The NHL is awfully quick to throw the book at Nazem Kadri. But where the hell are they when some idiot throws him an elbow?
Or a bottle of water? Or something worse?
David Perron, Blues forward by day and tactless moron by night, should be suspended. Now. If not for Avs-Blues Game 5 on Wednesday night at the Ball Arena, when Colorado likely finishes what they started, then for the rest of this series.
“I don’t know if it was just about him,” Perron told reporters after the Avs’ 6-3 victory on Monday night, when asked about Nazem Kadri, who scored three of those goals for the Colorado. “It was about creating a spark.”
Nonsense. It was about sending a guy to southern Illinois on national television. It was about giving red meat to the thugs to chew. It was violence for violence’s sake, under the guise of revenge.
“Then they were leading 3-1,” Perron continued, “and I just didn’t feel like we had enough perspective.”
Hang it up, Gary Bettman. Now.
Dare not give this classless tool shed another chance. Don’t let a coward compete for the Lord Stanley’s Cup.
Perron didn’t just score two goals on Monday. The left winger also had a third. He wanted to hurt Kadri. He wanted to impose his own brand of fake machismo and fake hockey justice on an innocent man.
Kadri took to the ice on Monday in St. Louis with policemen perched above the Avs team entrance. Why? Because diving for a loose puck in the slot in Game 3 caused the No. 91 to collide with Blues defenseman Calle Rosen. Because the dive sent the pair of them rolling into St. Louis goaltender Jordan Binnington.
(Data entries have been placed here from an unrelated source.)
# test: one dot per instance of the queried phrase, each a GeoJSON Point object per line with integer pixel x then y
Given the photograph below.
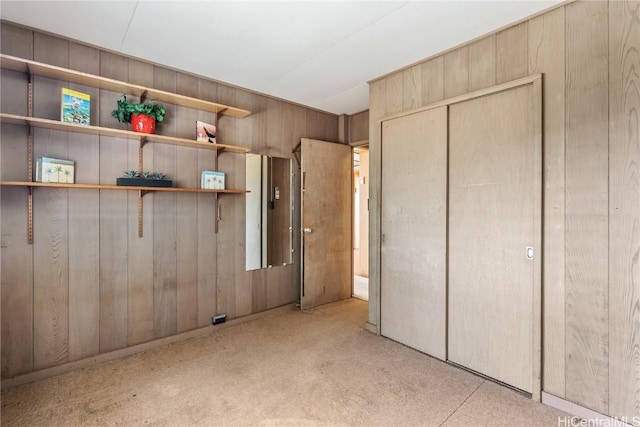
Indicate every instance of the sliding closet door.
{"type": "Point", "coordinates": [494, 216]}
{"type": "Point", "coordinates": [414, 183]}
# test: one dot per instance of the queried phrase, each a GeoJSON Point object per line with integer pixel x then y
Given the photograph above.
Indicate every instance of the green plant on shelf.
{"type": "Point", "coordinates": [126, 109]}
{"type": "Point", "coordinates": [144, 175]}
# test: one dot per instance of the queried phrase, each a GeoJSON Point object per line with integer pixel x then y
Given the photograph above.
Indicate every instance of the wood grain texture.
{"type": "Point", "coordinates": [394, 94]}
{"type": "Point", "coordinates": [511, 53]}
{"type": "Point", "coordinates": [227, 240]}
{"type": "Point", "coordinates": [482, 63]}
{"type": "Point", "coordinates": [207, 247]}
{"type": "Point", "coordinates": [414, 195]}
{"type": "Point", "coordinates": [164, 222]}
{"type": "Point", "coordinates": [16, 258]}
{"type": "Point", "coordinates": [377, 98]}
{"type": "Point", "coordinates": [51, 271]}
{"type": "Point", "coordinates": [16, 41]}
{"type": "Point", "coordinates": [359, 127]}
{"type": "Point", "coordinates": [412, 88]}
{"type": "Point", "coordinates": [456, 72]}
{"type": "Point", "coordinates": [113, 220]}
{"type": "Point", "coordinates": [624, 209]}
{"type": "Point", "coordinates": [433, 80]}
{"type": "Point", "coordinates": [84, 251]}
{"type": "Point", "coordinates": [187, 213]}
{"type": "Point", "coordinates": [587, 207]}
{"type": "Point", "coordinates": [547, 55]}
{"type": "Point", "coordinates": [328, 248]}
{"type": "Point", "coordinates": [492, 220]}
{"type": "Point", "coordinates": [139, 249]}
{"type": "Point", "coordinates": [243, 280]}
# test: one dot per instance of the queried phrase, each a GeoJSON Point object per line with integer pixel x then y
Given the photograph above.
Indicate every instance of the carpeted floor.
{"type": "Point", "coordinates": [314, 368]}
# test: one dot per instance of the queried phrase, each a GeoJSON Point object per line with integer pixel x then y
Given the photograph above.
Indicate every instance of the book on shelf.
{"type": "Point", "coordinates": [205, 132]}
{"type": "Point", "coordinates": [75, 107]}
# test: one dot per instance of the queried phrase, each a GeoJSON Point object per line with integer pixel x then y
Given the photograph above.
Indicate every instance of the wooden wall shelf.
{"type": "Point", "coordinates": [118, 133]}
{"type": "Point", "coordinates": [51, 71]}
{"type": "Point", "coordinates": [117, 187]}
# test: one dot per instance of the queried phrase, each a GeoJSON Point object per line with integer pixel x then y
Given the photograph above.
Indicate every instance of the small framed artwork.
{"type": "Point", "coordinates": [205, 132]}
{"type": "Point", "coordinates": [55, 170]}
{"type": "Point", "coordinates": [212, 180]}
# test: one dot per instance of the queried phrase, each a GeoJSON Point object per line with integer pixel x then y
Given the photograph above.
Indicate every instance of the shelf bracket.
{"type": "Point", "coordinates": [217, 210]}
{"type": "Point", "coordinates": [140, 158]}
{"type": "Point", "coordinates": [30, 216]}
{"type": "Point", "coordinates": [141, 194]}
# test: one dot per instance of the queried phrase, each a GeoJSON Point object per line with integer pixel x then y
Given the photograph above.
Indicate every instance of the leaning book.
{"type": "Point", "coordinates": [76, 107]}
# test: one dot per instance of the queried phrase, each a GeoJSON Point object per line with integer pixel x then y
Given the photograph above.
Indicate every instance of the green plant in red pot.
{"type": "Point", "coordinates": [142, 116]}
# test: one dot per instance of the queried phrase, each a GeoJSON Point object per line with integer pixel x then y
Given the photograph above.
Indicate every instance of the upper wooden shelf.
{"type": "Point", "coordinates": [117, 187]}
{"type": "Point", "coordinates": [59, 73]}
{"type": "Point", "coordinates": [119, 133]}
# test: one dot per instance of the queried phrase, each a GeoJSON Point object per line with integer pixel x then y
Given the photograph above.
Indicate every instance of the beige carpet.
{"type": "Point", "coordinates": [314, 368]}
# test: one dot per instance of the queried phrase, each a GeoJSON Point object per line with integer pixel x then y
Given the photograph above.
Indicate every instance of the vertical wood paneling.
{"type": "Point", "coordinates": [586, 225]}
{"type": "Point", "coordinates": [376, 112]}
{"type": "Point", "coordinates": [482, 63]}
{"type": "Point", "coordinates": [51, 271]}
{"type": "Point", "coordinates": [226, 241]}
{"type": "Point", "coordinates": [164, 221]}
{"type": "Point", "coordinates": [84, 234]}
{"type": "Point", "coordinates": [624, 209]}
{"type": "Point", "coordinates": [113, 219]}
{"type": "Point", "coordinates": [359, 126]}
{"type": "Point", "coordinates": [511, 49]}
{"type": "Point", "coordinates": [546, 55]}
{"type": "Point", "coordinates": [243, 283]}
{"type": "Point", "coordinates": [112, 301]}
{"type": "Point", "coordinates": [456, 72]}
{"type": "Point", "coordinates": [394, 94]}
{"type": "Point", "coordinates": [412, 87]}
{"type": "Point", "coordinates": [16, 41]}
{"type": "Point", "coordinates": [84, 251]}
{"type": "Point", "coordinates": [51, 250]}
{"type": "Point", "coordinates": [207, 243]}
{"type": "Point", "coordinates": [16, 272]}
{"type": "Point", "coordinates": [139, 250]}
{"type": "Point", "coordinates": [187, 210]}
{"type": "Point", "coordinates": [433, 80]}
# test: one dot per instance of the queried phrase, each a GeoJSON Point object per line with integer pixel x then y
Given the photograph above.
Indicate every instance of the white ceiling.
{"type": "Point", "coordinates": [316, 53]}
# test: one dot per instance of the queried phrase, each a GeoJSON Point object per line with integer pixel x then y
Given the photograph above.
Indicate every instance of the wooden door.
{"type": "Point", "coordinates": [326, 222]}
{"type": "Point", "coordinates": [494, 216]}
{"type": "Point", "coordinates": [414, 231]}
Because Binnington limped out of the ice and was excluded for the series. Because No. 91 and Binnington have, that’s an understatementA story.” Because social media went crazy, because Blues coach Craig Berube threw gas on the fire, Kadri needed a screen from local law enforcement to do his job.
“No human being should have to receive this kind of treatment,” noted Avs defender Erik Johnson, whose laser from the point to tie Monday’s tilt at 1-1. “Especially with a hockey game.”
And yet, Perron did everything to make an uncomfortable situation even worse.
Five and a half minutes into the second period, with the Avs stunned the Blues in a 3-1 deficit, Perron rushed to Kadri near center ice and cross-checked the forward from the Colorado in the bands. In fact, it wasn’t so much a miss as a flying rugby tackle.
After Kadri’s first shift, in which St. Louis’ Brayden Schenn made a point of chasing the Avs center about two minutes into the game and walked straight into the No. 91 gridiron, we could have seen this one coming.
But here’s the thing: Perron wasn’t done. After Kadri’s second goal from the frame gave the visitors a 4-1 lead, the Blues forward moved past public enemy No. 1 St. Louis as he celebrated.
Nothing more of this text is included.